この前どこかの場所を検索するのに、店の名前だかなんだかを入れました。
そうしたら、九州だの北陸だの、ここからどれだけ遠くなんだと思うような場所の同名の店を候補として上げてきました。
その時思った。このナビは、私が一生行かないような遠い遠い、そして気が遠くなるほど沢山の、三差路や、袋小路や、山に入って消えていく道や、ぽつんと建っている倉庫なんかを知っているのである。
その量をふと想像すると気が遠くなる。
ここから車で行くような距離でないはるかかなたに、これから目的地として向かう店と同じ名前の店があることを知っていて、そのことを時折そっと教えてよこすわけだ。
あなたは一生行かないかも知れないけど、同じ名前の店が、この空の向こうにあるんですよと。
ううむ気が遠くなる。
昔、TOKIOが鉄腕ダッシュで日本の海岸線をぐるーっと一周するというのをやっていて、わたしゃあれが大好きだったのですが
もしあの車にナビが搭載されていたら(多分されているんではないかと思いますが)ナビ冥利に尽きたろうなと思う。
こんなにも自分が持っている知識、日本の隅から隅までの地図を引き出してもらえて、活用してもらえて、すごく満足しただろう。ナビに生まれた甲斐があったと思っただろう。ナビとしての生を輝かせられただろう。
それを思うと、私はうちの車のナビに対し、申し訳ない気持ちでいっぱいになります。
そして。
この車とナビさえあれば、私は日本中のどこへでも行くことが出来るんだと思うと、ものすごく自由な気持ちになる。

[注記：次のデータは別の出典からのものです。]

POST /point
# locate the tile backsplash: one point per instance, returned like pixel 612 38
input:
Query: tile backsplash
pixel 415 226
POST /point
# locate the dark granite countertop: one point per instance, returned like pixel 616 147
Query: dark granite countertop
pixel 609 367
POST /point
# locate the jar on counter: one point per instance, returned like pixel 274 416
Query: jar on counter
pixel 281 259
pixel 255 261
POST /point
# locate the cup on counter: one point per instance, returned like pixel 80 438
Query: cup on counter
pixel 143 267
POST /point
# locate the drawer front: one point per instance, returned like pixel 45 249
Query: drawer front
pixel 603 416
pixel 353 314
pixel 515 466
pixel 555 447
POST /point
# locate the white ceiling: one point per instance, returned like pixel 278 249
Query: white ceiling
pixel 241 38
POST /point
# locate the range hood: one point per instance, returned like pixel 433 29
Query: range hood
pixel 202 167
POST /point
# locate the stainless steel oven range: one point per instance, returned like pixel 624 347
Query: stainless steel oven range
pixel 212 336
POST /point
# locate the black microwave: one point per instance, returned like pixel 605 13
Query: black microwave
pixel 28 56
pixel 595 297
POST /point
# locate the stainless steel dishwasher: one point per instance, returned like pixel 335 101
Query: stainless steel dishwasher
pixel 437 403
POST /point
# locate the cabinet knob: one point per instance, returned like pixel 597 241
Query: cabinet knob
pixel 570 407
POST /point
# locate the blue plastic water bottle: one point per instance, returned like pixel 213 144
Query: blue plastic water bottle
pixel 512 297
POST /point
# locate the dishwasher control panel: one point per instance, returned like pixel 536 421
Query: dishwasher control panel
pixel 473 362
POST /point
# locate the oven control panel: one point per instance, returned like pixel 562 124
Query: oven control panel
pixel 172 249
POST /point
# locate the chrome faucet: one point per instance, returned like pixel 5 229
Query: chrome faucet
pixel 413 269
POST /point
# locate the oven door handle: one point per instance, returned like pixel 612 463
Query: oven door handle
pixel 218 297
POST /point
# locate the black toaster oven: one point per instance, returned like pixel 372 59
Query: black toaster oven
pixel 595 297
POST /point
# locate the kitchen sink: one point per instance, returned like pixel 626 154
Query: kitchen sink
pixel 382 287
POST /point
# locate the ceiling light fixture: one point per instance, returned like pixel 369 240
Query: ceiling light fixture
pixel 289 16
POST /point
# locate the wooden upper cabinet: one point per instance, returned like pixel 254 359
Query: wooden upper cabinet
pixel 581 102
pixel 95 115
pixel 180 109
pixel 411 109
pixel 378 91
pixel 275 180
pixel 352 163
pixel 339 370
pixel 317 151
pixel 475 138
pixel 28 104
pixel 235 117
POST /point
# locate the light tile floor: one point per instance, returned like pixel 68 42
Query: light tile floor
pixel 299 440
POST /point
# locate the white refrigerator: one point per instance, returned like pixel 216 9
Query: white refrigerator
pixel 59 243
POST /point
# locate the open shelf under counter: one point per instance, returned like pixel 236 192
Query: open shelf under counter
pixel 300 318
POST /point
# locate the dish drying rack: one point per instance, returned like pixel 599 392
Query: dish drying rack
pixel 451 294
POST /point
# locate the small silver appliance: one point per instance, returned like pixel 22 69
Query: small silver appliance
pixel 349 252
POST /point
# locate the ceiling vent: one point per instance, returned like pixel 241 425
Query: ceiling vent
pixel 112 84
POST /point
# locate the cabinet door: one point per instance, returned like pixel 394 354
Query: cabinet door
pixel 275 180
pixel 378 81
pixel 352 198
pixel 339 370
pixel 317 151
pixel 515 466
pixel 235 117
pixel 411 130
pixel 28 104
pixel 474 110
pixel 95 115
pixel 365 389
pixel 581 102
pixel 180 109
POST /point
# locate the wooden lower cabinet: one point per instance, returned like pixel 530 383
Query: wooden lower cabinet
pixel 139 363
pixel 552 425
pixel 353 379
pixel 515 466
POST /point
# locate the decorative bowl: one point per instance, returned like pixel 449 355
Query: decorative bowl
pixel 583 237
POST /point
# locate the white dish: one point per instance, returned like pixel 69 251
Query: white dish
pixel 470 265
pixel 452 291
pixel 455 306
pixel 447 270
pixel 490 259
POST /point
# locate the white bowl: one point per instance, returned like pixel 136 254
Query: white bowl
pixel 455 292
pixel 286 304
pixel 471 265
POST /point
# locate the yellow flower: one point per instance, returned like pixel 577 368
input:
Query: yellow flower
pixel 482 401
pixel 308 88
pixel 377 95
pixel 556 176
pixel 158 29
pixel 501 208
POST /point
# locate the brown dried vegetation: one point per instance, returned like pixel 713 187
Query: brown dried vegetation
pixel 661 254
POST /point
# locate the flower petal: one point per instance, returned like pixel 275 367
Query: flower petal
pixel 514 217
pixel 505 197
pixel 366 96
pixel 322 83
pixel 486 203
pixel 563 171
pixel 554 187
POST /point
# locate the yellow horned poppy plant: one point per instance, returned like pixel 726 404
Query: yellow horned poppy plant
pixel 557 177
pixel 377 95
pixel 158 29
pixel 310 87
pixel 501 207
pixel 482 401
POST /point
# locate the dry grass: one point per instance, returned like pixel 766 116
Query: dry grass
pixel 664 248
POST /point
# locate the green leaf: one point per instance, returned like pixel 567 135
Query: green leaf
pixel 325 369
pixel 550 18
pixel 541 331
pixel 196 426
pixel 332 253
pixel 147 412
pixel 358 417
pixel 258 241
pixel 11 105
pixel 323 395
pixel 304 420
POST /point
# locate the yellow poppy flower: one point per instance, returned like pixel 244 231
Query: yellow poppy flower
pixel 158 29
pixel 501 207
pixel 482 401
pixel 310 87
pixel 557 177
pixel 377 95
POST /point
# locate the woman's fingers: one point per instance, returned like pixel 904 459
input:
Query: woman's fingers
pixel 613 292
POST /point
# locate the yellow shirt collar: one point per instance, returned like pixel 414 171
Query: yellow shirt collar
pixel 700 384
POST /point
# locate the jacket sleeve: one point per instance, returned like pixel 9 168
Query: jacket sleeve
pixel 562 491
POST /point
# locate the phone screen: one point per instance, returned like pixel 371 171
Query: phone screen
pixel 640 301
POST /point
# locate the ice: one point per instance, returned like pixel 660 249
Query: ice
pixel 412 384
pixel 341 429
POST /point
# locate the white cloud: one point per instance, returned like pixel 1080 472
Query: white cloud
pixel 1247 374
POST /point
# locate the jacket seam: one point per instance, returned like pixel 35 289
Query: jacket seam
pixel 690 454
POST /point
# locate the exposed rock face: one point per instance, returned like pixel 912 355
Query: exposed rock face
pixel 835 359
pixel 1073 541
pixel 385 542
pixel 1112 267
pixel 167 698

お金とヒマがあったら、私は日本中を旅できるわけよ。すごいと思いませんか。
ずぅーっと車とふたりで、日本中を旅して、行く先々の美味しいものを食べ美味しいガソリンをのみ、海辺の道を走りながら温かい雨に降られ、みぞれの中ゆっくりと走って温泉について、ガソリンスタンドできれいにしてもらって、そしてまた快晴の空の下旅に出る。
涙が出るね。
お金もヒマもない私は明日も仕事である。
今のスタッフメンバーは個人的にとてもやりやすく楽しい仕事が出来るのですが、来年は解体することがハッキリしています。残念ですし寂しいですが仕方がない。さよならだけが人生である。